There is a growing number of introductory papers about the application of machine learning algorithms to (f)MRI data. A very high-level overview about the basic principles is available in Mur et al. (2009). A more detailed tutorial covering a wide variety of aspects is provided in Pereira et al. (in press). Two reviews by Norman et al. (2006) and Haynes and Rees (2006) give a broad overview about the literature.

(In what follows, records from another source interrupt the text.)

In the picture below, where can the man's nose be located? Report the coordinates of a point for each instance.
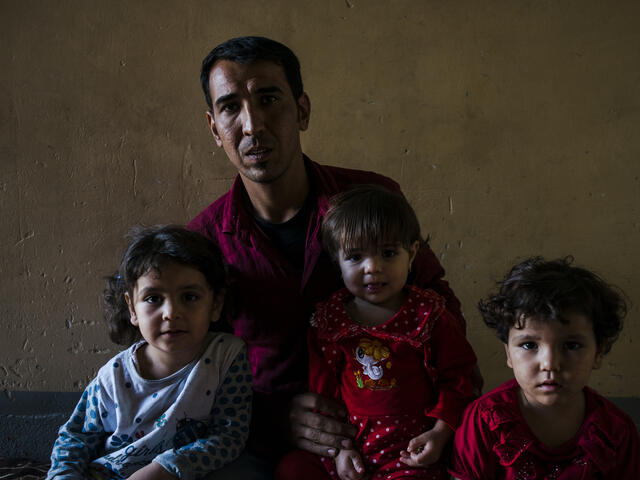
(252, 119)
(171, 310)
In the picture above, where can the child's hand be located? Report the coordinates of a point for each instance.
(349, 465)
(153, 471)
(427, 447)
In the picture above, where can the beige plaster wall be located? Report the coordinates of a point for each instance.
(512, 127)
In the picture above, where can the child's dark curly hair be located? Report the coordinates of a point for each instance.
(550, 290)
(150, 248)
(366, 216)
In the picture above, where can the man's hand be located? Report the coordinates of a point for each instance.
(427, 447)
(153, 471)
(315, 432)
(349, 465)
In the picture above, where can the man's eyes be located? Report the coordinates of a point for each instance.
(572, 346)
(229, 108)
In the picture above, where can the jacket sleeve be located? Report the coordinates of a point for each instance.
(450, 360)
(227, 429)
(80, 439)
(427, 273)
(324, 363)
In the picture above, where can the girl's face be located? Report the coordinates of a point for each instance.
(377, 275)
(173, 307)
(552, 361)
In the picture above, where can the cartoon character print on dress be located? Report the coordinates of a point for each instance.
(383, 380)
(374, 358)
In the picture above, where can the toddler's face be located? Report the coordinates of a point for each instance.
(552, 361)
(173, 307)
(377, 275)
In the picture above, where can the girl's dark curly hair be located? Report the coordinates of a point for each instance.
(151, 248)
(551, 290)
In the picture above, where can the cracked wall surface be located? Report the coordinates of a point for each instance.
(512, 128)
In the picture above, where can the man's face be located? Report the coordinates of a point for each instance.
(256, 119)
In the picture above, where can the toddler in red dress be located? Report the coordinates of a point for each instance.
(556, 322)
(389, 351)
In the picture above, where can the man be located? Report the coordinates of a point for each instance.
(267, 226)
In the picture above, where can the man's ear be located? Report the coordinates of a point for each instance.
(304, 111)
(132, 311)
(506, 349)
(214, 130)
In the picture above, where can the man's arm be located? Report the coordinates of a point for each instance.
(227, 430)
(317, 418)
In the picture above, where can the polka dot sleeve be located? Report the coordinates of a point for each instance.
(80, 439)
(228, 427)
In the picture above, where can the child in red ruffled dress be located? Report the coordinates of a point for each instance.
(390, 352)
(556, 321)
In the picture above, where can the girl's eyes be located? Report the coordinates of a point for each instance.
(191, 297)
(187, 297)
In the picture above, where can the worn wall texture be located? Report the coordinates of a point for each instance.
(512, 127)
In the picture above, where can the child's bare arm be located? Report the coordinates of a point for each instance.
(427, 447)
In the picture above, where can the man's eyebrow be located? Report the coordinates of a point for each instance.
(273, 89)
(225, 98)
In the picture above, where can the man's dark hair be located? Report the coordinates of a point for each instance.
(247, 50)
(551, 290)
(368, 216)
(150, 249)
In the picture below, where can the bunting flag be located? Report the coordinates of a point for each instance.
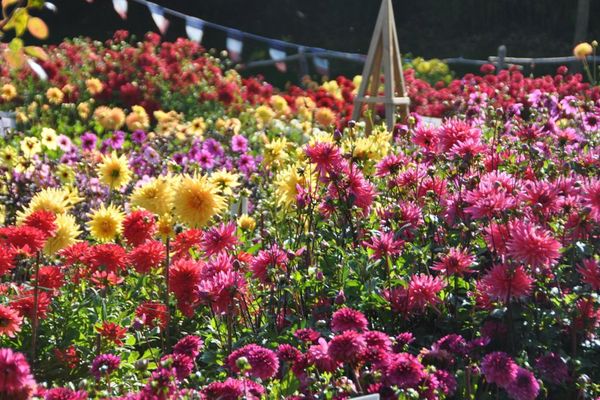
(321, 65)
(194, 27)
(234, 44)
(121, 8)
(7, 122)
(37, 68)
(51, 7)
(278, 55)
(158, 15)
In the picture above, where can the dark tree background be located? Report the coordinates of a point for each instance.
(428, 28)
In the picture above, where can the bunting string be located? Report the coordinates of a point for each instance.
(278, 49)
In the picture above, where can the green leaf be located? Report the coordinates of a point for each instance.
(8, 3)
(36, 52)
(15, 45)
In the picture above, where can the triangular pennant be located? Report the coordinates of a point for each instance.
(51, 6)
(158, 15)
(37, 68)
(121, 8)
(234, 44)
(194, 27)
(321, 65)
(278, 55)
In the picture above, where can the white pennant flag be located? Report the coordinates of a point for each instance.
(37, 68)
(321, 65)
(158, 15)
(278, 55)
(194, 27)
(121, 8)
(234, 45)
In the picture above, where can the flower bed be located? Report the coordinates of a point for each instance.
(175, 231)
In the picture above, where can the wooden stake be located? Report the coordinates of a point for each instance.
(384, 52)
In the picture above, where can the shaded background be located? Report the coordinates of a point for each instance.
(427, 28)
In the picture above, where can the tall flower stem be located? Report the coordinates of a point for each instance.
(166, 294)
(34, 318)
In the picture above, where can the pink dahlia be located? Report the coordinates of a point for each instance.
(10, 321)
(263, 362)
(404, 370)
(7, 259)
(532, 245)
(454, 131)
(524, 386)
(346, 319)
(15, 376)
(347, 347)
(499, 368)
(268, 262)
(504, 283)
(424, 290)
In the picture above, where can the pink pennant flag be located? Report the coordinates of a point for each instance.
(158, 15)
(234, 46)
(121, 8)
(278, 55)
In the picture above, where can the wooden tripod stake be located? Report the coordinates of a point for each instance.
(384, 52)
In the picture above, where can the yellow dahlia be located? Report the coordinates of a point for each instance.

This manual also does not describe every technical bit and piece of the PyMVPA package, but is instead focused on the user perspective. Developers should have a look at the API documentation, which is a detailed, comprehensive and up-to-date description of the whole package. Users looking for an overview of the public programming interface of the framework are referred to the Module Reference. The Module Reference is similar to the API reference, but hides overly technical information, which are only relevant for people intending to extend the framework by adding more functionality.

More examples and usage patterns extending the ones described here can be taken from the examples shipped with the PyMVPA source distribution (doc/examples/; some of them are also available in the Full Examples chapter of this manual) or even the unit test battery, also part of the source distribution (in the tests/ directory).

A bit of History

The roots of PyMVPA date back to early 2005. At that time it was a C++ library (no Python yet) developed by Michael Hanke and Sebastian Krüger, intended to make it easy to apply artificial neural networks to pattern recognition problems.

During a visit to Princeton University in spring 2005, Michael Hanke was introduced to the MVPA toolbox for Matlab, which had several advantages over a C++ library. Most importantly it was easier to use. While a user of a C++ library is forced to write a significant amount of front-end code, users of the MVPA toolbox could simply load their data and start analyzing it, providing a common interface to functions drawn from a variety of libraries.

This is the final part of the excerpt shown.